Children who study their spelling words can win handsome plaques. Or maybe it’s for clean teeth. Probably not a donut-eating award. Image: Harris & Ewing

Big Man is the wild card. Sometimes he wakes up early and sometimes he pushes sleep to the limit. Big Man is unlikely to be angry. He’s just very sleepy. Even when he gets up early, he often drags his blanket downstairs to curl up on the floor. He likes to stay in his pajamas, regardless of where he needs to be. He takes his time about getting around to breakfast. Big Man’s saving grace is that when he puts up a stink, at least he argues using English words instead of grunting his rebuttals like his caveman brothers.

Of the four, only Daddy shows any urgency about getting people where they need to be on time. The poor, hopeless man struggles against the current of chronological apathy every day, and every day it comes near drowning him in tardiness.

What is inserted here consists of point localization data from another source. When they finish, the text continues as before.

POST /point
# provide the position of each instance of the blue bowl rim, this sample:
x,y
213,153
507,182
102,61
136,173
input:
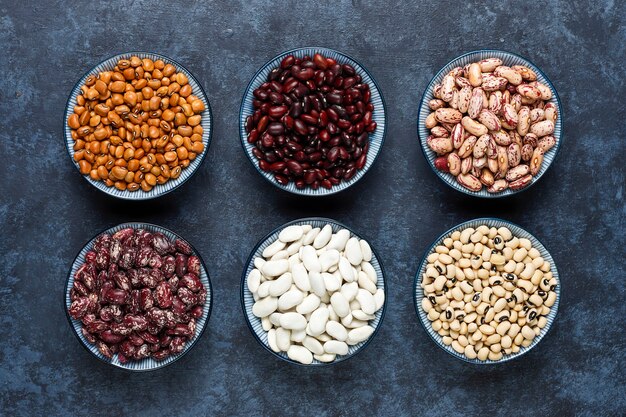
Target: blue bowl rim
x,y
178,356
321,192
209,135
559,109
250,260
439,343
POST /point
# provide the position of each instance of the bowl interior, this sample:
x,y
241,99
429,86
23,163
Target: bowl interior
x,y
147,364
508,59
517,231
376,138
247,300
186,173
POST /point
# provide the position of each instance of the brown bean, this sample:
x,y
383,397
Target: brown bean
x,y
84,166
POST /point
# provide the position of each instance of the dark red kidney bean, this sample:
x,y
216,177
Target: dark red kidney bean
x,y
367,118
308,119
319,78
332,114
281,179
277,166
262,125
343,124
267,141
290,85
294,167
253,136
348,82
277,112
315,156
296,110
300,156
325,117
300,127
333,154
347,69
349,173
275,129
260,94
310,177
360,163
257,152
320,61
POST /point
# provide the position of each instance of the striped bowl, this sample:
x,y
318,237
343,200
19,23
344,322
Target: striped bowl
x,y
254,323
186,173
379,116
517,231
147,364
509,59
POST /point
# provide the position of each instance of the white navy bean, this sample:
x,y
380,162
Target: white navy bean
x,y
300,354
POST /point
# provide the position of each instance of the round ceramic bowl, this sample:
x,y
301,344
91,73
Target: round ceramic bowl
x,y
517,231
508,59
159,189
247,300
148,364
379,116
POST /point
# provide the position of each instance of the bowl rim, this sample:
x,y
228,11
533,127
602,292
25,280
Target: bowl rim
x,y
417,280
206,135
428,91
320,192
243,289
198,333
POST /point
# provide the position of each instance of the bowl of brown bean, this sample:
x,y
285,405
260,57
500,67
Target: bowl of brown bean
x,y
137,125
312,121
487,291
490,123
138,296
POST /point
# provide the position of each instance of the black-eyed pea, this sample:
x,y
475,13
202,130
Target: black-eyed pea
x,y
441,249
486,298
513,243
549,302
467,248
526,342
455,326
455,253
542,322
432,257
520,254
509,267
537,277
499,291
436,325
450,271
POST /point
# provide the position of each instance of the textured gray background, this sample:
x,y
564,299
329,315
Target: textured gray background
x,y
47,211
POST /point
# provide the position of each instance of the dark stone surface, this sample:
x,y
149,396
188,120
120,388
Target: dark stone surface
x,y
47,211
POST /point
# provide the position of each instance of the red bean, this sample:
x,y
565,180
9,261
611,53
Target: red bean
x,y
311,122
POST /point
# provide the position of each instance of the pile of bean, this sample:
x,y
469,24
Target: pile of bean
x,y
137,125
487,292
138,295
491,125
315,292
311,122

It is a maelstrom of his own making. Who gave Big Brother a nature that recoils from the rising sun? Who gave Buster the expectations of a prince in the robes of a pauper? Who gave Big Man the English language, to spout in endless explanation of why it’s not yet the right moment to put his shoes on, instead of just putting his damned shoes on?

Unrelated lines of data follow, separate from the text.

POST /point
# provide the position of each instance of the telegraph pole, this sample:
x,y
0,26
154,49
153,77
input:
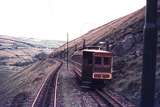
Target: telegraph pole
x,y
67,50
149,56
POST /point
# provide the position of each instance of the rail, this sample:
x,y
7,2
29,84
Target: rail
x,y
43,98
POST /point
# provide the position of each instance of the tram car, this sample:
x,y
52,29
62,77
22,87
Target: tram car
x,y
96,68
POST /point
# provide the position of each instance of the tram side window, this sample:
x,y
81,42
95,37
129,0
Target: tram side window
x,y
107,61
98,60
90,60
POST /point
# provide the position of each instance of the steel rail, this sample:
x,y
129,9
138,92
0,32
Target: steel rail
x,y
41,99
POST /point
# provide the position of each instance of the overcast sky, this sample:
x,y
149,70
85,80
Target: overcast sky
x,y
52,19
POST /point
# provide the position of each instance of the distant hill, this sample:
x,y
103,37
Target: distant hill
x,y
36,42
125,37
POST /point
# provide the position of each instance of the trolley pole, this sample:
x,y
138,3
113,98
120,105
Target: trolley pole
x,y
67,50
149,55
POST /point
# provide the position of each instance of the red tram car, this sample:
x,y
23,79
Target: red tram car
x,y
96,68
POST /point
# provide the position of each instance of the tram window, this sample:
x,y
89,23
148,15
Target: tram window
x,y
90,60
106,61
98,60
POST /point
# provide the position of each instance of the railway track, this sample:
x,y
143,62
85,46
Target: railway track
x,y
46,96
103,98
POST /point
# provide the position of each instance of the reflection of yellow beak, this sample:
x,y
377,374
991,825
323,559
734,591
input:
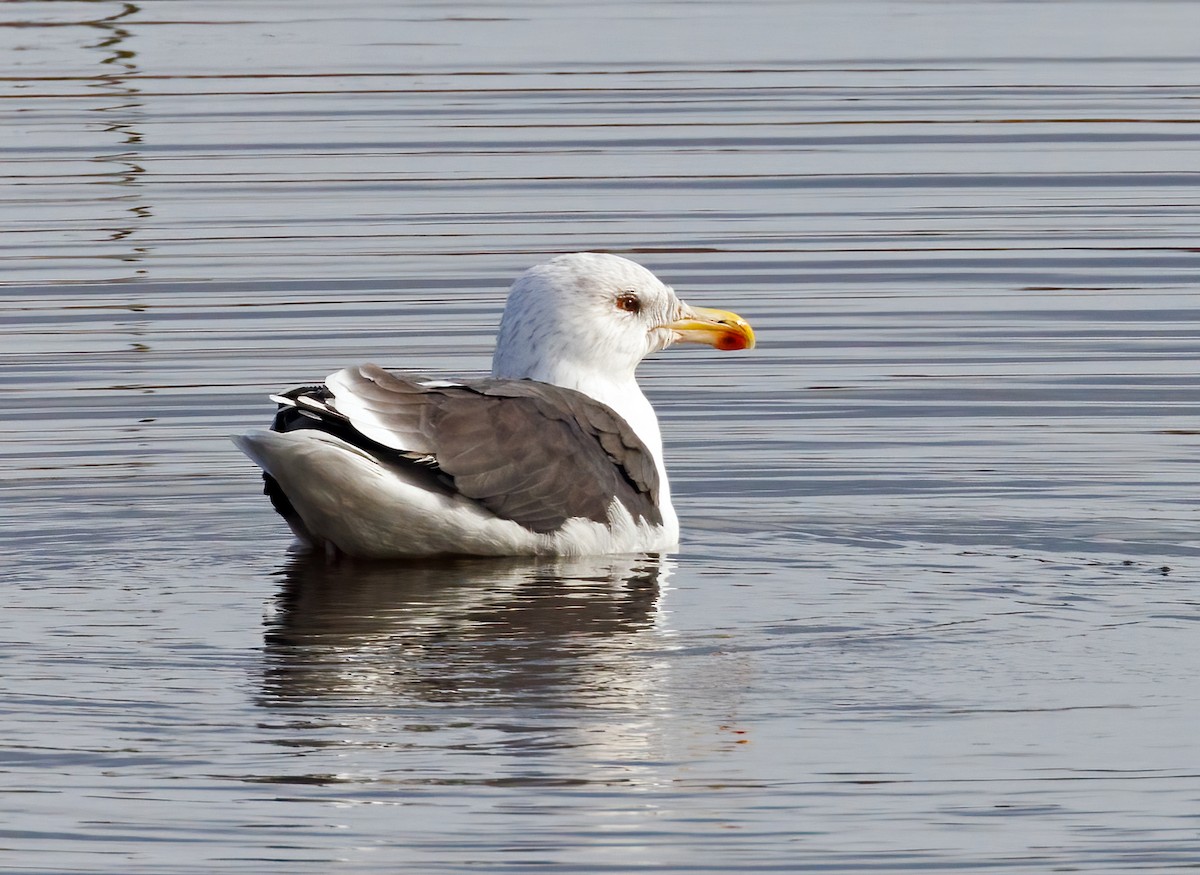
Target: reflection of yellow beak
x,y
717,328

I don’t know. Maybe it was Mommy.

A Big Little Big Man

For classification purposes, we have two categories of children: Bigs and Littles. If you know we have three children in our house, you may wonder how both of those labels can be plural. We should have two Bigs and a Little or a Big and two Littles. Instead, we have Bigs and Littles.

This is possible because our middle child, Buster, is a size chameleon. When the conversation is about who has a full day of school and who has a half day, he’s a Big, burdened with long hours of 1st grade learning. When the issue is who should use a booster seat, he’s a Little. This is how we squeeze two Bigs and two Littles from three boys.

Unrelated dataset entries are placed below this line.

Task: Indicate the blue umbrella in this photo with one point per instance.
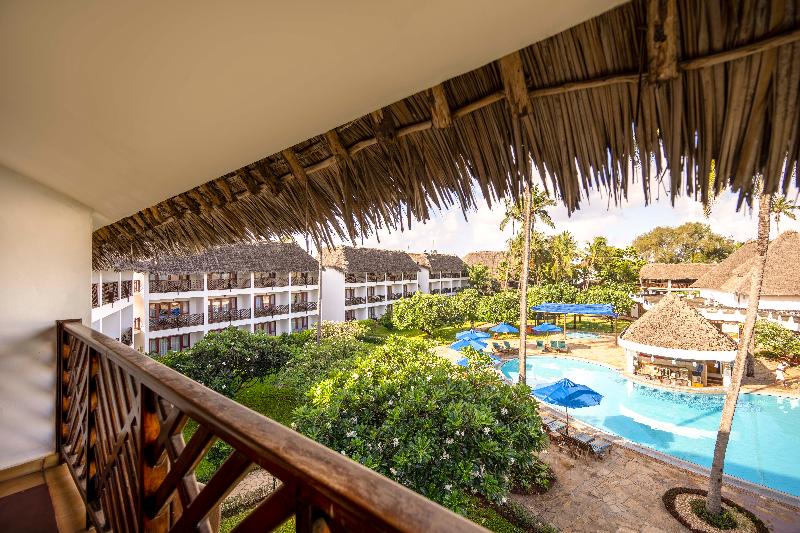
(568, 394)
(472, 343)
(471, 334)
(546, 327)
(502, 327)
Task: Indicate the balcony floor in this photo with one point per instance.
(47, 502)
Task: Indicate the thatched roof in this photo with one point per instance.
(714, 81)
(247, 257)
(489, 258)
(356, 260)
(439, 262)
(781, 273)
(674, 271)
(672, 323)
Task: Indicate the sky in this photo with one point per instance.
(449, 232)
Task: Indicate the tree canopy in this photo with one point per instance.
(693, 242)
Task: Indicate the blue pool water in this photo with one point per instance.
(764, 439)
(582, 335)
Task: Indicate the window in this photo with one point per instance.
(271, 328)
(265, 301)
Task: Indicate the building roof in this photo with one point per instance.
(439, 262)
(781, 273)
(356, 260)
(674, 271)
(488, 258)
(453, 144)
(246, 257)
(672, 323)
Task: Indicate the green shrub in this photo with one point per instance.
(445, 431)
(724, 520)
(231, 359)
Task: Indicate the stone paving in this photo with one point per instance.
(622, 493)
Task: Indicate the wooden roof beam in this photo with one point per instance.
(662, 40)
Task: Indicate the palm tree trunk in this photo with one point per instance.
(714, 502)
(523, 284)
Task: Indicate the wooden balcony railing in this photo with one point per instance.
(119, 428)
(176, 321)
(175, 285)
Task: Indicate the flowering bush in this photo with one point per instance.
(229, 360)
(444, 431)
(346, 331)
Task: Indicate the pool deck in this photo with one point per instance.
(622, 493)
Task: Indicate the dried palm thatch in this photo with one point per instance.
(246, 257)
(663, 85)
(674, 271)
(353, 260)
(489, 258)
(781, 273)
(672, 323)
(439, 262)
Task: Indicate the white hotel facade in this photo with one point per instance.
(172, 303)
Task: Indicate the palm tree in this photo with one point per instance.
(714, 501)
(783, 207)
(565, 249)
(534, 206)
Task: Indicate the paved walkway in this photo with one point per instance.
(622, 493)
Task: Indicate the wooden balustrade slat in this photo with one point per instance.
(184, 461)
(271, 513)
(221, 483)
(122, 416)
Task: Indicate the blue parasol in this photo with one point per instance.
(546, 327)
(503, 327)
(472, 343)
(568, 394)
(471, 334)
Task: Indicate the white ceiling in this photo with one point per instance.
(121, 105)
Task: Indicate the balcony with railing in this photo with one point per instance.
(228, 315)
(268, 281)
(121, 419)
(176, 321)
(175, 285)
(271, 310)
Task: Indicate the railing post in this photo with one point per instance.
(153, 467)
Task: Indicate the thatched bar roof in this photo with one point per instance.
(439, 262)
(674, 271)
(715, 80)
(277, 257)
(672, 323)
(357, 260)
(489, 258)
(781, 273)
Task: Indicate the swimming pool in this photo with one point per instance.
(764, 438)
(582, 335)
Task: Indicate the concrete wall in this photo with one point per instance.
(45, 263)
(332, 284)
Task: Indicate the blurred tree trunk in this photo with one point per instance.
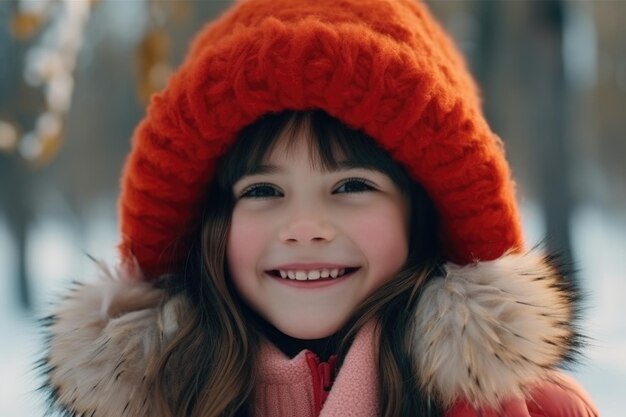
(13, 170)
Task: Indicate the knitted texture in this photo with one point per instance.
(285, 386)
(382, 66)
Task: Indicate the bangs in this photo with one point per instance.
(330, 142)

Big Brother is always a Big, and Big Man is always a Little. It’s only Buster who turns the majority in favor of one side or the other.

Big Man understands he is always a Little. He also understands other things that sometimes make us wonder if he is not the truest Big in our house:

Over Spring Break, our babysitting situation was cast into flux. We had to quickly come up with a new babysitting schedule for when school resumed. As my wife scrambled to fill in the gaps of the work week with coverage, she ran her plan by me.

The new plan relied upon multiple sitters with varying schedules, meaning I would have to adjust my schedule to make it work. It meant the Bigs would also have to adjust their morning habits to get to school on time.

As we discussed the new plan, we were sitting at the table with Buster and Big Man. My wife asked if the new schedule worked for me. “I can make it work,” I answered, “but how will the Bigs feel about it?”

“I don’t care how they feel about it at this moment,” she replied. “First I need to find something that works.”

Big Man’s mouth fell open. He looked from one unfit parent to the next. Imagine a four-year-old, eyes wide in disbelief, arms extended, hands held out in bewilderment at our callousness. “One of the Bigs is sitting right here!” he pointed out, nodding toward his older brother. “And you say you don’t care how he feels? He can hear you, you know.”

Sometimes he appears older than his years, and with more facial hair.

For the record, Buster was not nearly as outraged as his little brother was outraged for him. But Big Man is right: you should send the children from the room when the façade of household democracy needs to be torn down by the parental oligarchs.

Mommy explained that we all care about Buster’s feelings, but there are sometimes when everybody in the family has to make some sacrifice for the good of all. That conversation was sweet and sensitive, and not entertaining, so I’ll move on to the point.

For a Little to put himself in somebody else’s shoes, and speak with empathy for that person, is a pretty Big thing.